1. The ultra-wideband AoA positioning implementation method based on multipath antenna switching is characterized by comprising the following steps of:

step 1, constructing a receiving link, wherein the receiving link is connected with a switch, and the other end of the switch is provided with a plurality of antennas; any antenna A is switched by a switch _i I=1, 2, … n, respectively, in communication with the receiving links;

step 2, a transmitter transmits signals, and the receiving link receives and records the receiving link and the transmitting time difference T, namely the ranging flight time;

step 3, enabling all antennas to be sequentially communicated with a receiving link through switch switching, and obtaining all ranging flight time;

and 4, calculating the two-dimensional plane position of the transmitter relative to the receiving antenna by using the ranging flight time and the distance between the two corresponding antenna positions.

2. The method for implementing ultra wideband AoA positioning based on multi-path antenna switching according to claim 1, wherein step 4 specifically comprises:

arbitrary two antennas A _i And A _j Time of flight difference DeltaT between _ij ＝T _j -T _i I, j=1, 2, …, n, where i+.j;

calculating the signal transmitted by the transmitter to the antenna A _j And antenna A _i Electromagnetic wave transmission travel difference D of (2) _ij ＝C·ΔT _ij C is the propagation speed of electromagnetic waves;

calculating the incident angle θ, cos θ=d of the signal _ij /L _ij ；L _ij For antenna A _i And A _j A positional distance therebetween;

transmitter relative to receiving antenna a _i Is defined by the incident angle θ and the distance (C.T _i ) And (5) determining.

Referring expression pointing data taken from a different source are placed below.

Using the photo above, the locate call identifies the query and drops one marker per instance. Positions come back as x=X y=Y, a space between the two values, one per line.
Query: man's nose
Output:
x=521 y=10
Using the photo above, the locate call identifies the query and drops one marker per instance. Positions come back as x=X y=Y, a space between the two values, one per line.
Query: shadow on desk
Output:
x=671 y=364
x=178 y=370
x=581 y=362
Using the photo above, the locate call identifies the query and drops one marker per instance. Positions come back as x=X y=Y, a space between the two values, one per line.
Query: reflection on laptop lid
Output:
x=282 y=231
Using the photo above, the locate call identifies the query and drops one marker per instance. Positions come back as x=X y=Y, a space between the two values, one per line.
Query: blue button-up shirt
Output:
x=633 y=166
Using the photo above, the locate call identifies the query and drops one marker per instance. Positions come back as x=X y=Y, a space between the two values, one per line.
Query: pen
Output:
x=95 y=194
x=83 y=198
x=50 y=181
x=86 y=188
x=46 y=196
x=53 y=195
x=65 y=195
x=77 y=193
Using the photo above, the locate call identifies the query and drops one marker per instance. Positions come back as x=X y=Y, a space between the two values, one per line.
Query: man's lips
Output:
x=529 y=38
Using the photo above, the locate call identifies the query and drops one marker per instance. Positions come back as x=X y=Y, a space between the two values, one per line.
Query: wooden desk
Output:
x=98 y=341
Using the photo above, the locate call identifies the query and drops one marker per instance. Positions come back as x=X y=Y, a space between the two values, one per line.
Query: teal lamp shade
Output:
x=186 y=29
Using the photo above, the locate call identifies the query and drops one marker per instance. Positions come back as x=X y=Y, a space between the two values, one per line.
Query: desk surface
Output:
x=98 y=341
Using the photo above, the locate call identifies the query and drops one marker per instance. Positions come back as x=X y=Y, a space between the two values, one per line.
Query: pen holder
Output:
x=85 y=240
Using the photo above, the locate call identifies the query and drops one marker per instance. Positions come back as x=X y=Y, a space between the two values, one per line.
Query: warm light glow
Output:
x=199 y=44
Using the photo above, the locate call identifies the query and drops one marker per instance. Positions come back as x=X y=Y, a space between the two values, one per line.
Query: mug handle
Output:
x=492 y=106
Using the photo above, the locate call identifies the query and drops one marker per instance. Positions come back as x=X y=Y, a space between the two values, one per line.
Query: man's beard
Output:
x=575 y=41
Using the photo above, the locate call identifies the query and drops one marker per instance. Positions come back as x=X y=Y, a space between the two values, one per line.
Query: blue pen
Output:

3. The method for implementing ultra wideband AoA positioning based on multiple antenna switching according to any one of claims 1 or 2, wherein the transmitter is in a stationary state or a moving state.

4. The method for realizing ultra wideband AoA positioning based on multi-path antenna switching according to claim 3, wherein in case that the movement of the transmitter causes the displacement of the transmitter during the antenna switching time interval to affect the positioning accuracy, repeating steps 1 to 4 a plurality of times, thereby obtaining the speed of the transmitter on the basis of obtaining a plurality of ranging displacements of the same antenna, and then calculating the motion compensation amount to obtain the distance correction improvement accuracy based on the position correction of the transmitter at the same time.

5. The method for implementing ultra wideband AoA positioning based on multi-path antenna switching according to claim 3, wherein the switching time control mode is slow switching or fast switching; when the position of the transmitter is changed at a low speed, under the condition that the position movement of the transmitter affects the positioning precision, calculating the motion compensation quantity to obtain the distance correction improvement precision based on the position correction of the transmitter at the same time; when the antenna is switched quickly in the same data packet, the accuracy of the positioning caused by the movement of the transmitter is not required to be corrected by motion compensation under the condition that the influence of the positioning accuracy caused by the movement of the transmitter is negligible.